Caroline Kennedy, the last scion of one of America's most famous political families who, for years, has led an intensely private life, announced she will seek the U.S. Senate seat to be vacated by New York Sen. Hillary Clinton.
After weeks of speculation that New York Gov. David Paterson was considering Kennedy for Clinton's seat, Kennedy broke her silence on the matter and called the governor to declare her interest.
"She told me she was interested in the position," Paterson told reporters Monday. "She'd like at some point to sit down and tell me what she thinks her qualifications are."
If Clinton is approved by the Senate to become President-elect Barack Obama's secretary of state, Paterson will name her successor.
A lawyer and author who has never held even the lowest elected office, and who in recent years has been known as much for compiling poetry anthologies as for promoting public service, Kennedy has begun a campaign to prove she is qualified.
But beyond proving her credentials, Kennedy must also prove she has the stomach for public life, capable of weathering the attention of her constituents and the scrutiny of the national and local media -- a marked departure from her life thus far.
First shielded from photographers' flashbulbs by her mother Jacqueline Kennedy Onassis, following the assassination of her father, President John F. Kennedy, Caroline Kennedy has spent a lifetime cultivating a low profile, dodging curiosity seekers, shunning interview requests and sometimes even refusing to read aloud her books at promotional events.
Friends and biographers say Kennedy's lifelong desire to stay out of the spotlight began with her mother, who tried to keep Caroline and her brother John F. Kennedy Jr. out of the tabloids.
"Her mother was intensely private, and Caroline was brought up in a way that avoided unnecessary publicity," said Ted Sorensen, speechwriter and special counsel to President Kennedy and longtime friend of the family.
"She had no great hunger for public life or the publicity that comes with it," he said.
Caroline and her mother began retreating from the public view soon after President Kennedy's death in 1963, and receded further after the murder of her uncle, Sen. Robert Kennedy, who occupied the same New York Senate seat she now seeks.
Following President Kennedy's assassination, Onassis moved with the children to a home in the Georgetown section of Washington, D.C., where they were constantly harassed.
"It was a harrowing experience for the family," said Kennedy biographer David Heymann, author of "American Legacy: The Story of John and Caroline Kennedy." "It became a main stop for tour guides. There were tourists and curiosity seekers constantly hanging around the house and peeking in the windows. Every time she left the house, she would have to walk through a gauntlet of people and photographers. On one occasion, a disturbed woman from the Bible Belt threw herself on Caroline and started wailing.

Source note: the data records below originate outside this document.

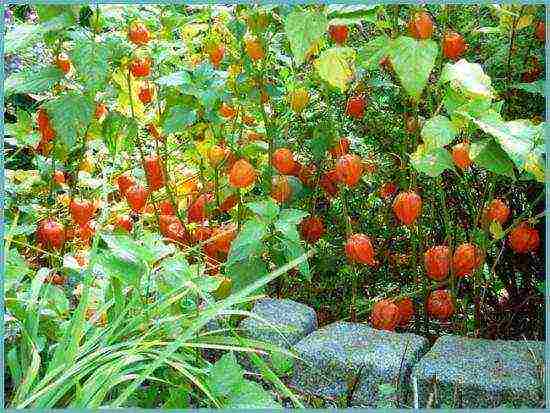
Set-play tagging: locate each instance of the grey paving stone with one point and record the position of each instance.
(359, 363)
(292, 319)
(461, 372)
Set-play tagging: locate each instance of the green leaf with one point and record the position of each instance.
(489, 155)
(91, 63)
(246, 272)
(251, 395)
(267, 210)
(54, 299)
(16, 269)
(23, 131)
(304, 29)
(70, 113)
(341, 14)
(175, 79)
(536, 87)
(369, 55)
(179, 118)
(293, 249)
(289, 218)
(516, 137)
(32, 80)
(438, 132)
(432, 162)
(119, 132)
(413, 61)
(249, 241)
(226, 376)
(336, 66)
(468, 78)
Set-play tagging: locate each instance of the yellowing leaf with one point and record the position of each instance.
(336, 66)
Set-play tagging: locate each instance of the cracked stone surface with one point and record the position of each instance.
(357, 362)
(475, 373)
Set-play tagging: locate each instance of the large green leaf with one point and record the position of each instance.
(226, 376)
(267, 210)
(32, 80)
(438, 132)
(304, 29)
(179, 118)
(70, 113)
(413, 61)
(249, 241)
(489, 155)
(369, 55)
(342, 14)
(432, 162)
(16, 269)
(467, 77)
(336, 66)
(91, 62)
(251, 395)
(244, 273)
(536, 87)
(516, 137)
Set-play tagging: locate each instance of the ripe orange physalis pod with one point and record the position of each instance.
(138, 34)
(141, 67)
(145, 94)
(349, 169)
(216, 53)
(461, 155)
(154, 172)
(524, 239)
(242, 174)
(359, 249)
(355, 107)
(498, 211)
(437, 261)
(166, 208)
(312, 229)
(440, 305)
(328, 182)
(136, 196)
(63, 62)
(385, 315)
(387, 189)
(299, 98)
(341, 148)
(51, 233)
(406, 310)
(540, 31)
(124, 223)
(453, 45)
(81, 211)
(283, 161)
(281, 190)
(124, 182)
(338, 33)
(216, 154)
(421, 26)
(254, 49)
(466, 259)
(229, 202)
(407, 207)
(227, 111)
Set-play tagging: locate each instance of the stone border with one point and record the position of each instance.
(456, 372)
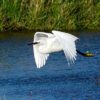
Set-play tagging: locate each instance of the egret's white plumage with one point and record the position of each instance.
(48, 43)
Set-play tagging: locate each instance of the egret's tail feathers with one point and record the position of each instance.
(86, 54)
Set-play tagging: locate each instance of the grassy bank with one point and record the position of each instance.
(71, 15)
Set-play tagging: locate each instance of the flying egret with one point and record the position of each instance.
(46, 43)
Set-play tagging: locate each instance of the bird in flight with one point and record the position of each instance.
(46, 43)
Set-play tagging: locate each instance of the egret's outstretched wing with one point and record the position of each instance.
(67, 41)
(40, 58)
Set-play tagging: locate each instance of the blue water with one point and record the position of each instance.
(21, 80)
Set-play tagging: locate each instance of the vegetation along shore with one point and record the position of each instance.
(71, 15)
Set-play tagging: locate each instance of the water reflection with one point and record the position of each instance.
(21, 80)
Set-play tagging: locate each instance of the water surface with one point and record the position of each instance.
(21, 80)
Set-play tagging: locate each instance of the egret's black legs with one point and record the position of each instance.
(87, 54)
(33, 43)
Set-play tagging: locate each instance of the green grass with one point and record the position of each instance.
(71, 15)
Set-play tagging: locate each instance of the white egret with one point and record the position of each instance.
(46, 43)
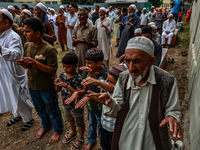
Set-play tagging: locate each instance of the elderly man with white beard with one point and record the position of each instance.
(145, 102)
(105, 27)
(130, 23)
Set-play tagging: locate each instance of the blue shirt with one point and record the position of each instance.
(177, 6)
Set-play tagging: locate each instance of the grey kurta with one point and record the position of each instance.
(136, 133)
(13, 86)
(89, 33)
(104, 36)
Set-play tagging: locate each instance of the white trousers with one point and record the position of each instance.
(169, 36)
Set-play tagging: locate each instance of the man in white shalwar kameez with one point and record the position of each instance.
(145, 101)
(105, 27)
(52, 18)
(14, 94)
(70, 23)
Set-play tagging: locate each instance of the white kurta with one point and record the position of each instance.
(13, 86)
(70, 20)
(168, 26)
(104, 36)
(136, 133)
(53, 20)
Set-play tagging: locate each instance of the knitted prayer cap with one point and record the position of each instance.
(142, 43)
(94, 54)
(116, 70)
(42, 7)
(147, 29)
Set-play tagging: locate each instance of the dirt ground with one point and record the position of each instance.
(12, 138)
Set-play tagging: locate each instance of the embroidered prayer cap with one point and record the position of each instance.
(94, 54)
(27, 11)
(138, 30)
(142, 43)
(7, 13)
(11, 7)
(144, 9)
(171, 15)
(147, 30)
(102, 8)
(116, 70)
(153, 25)
(133, 6)
(62, 7)
(52, 9)
(42, 7)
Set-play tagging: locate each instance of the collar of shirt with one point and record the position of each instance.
(151, 79)
(87, 25)
(5, 33)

There was a real mania surrounding the family, and it caused her to recede."
In 1964, at 7 years old, Caroline threw herself on the floor of her French teacher's car while the two were out for a drive in order to avoid photographers trying to get a picture, according to Heymann.
Onassis later moved the family to New York, hoping to be more anonymous, but the Kennedy children had a constant Secret Service detail.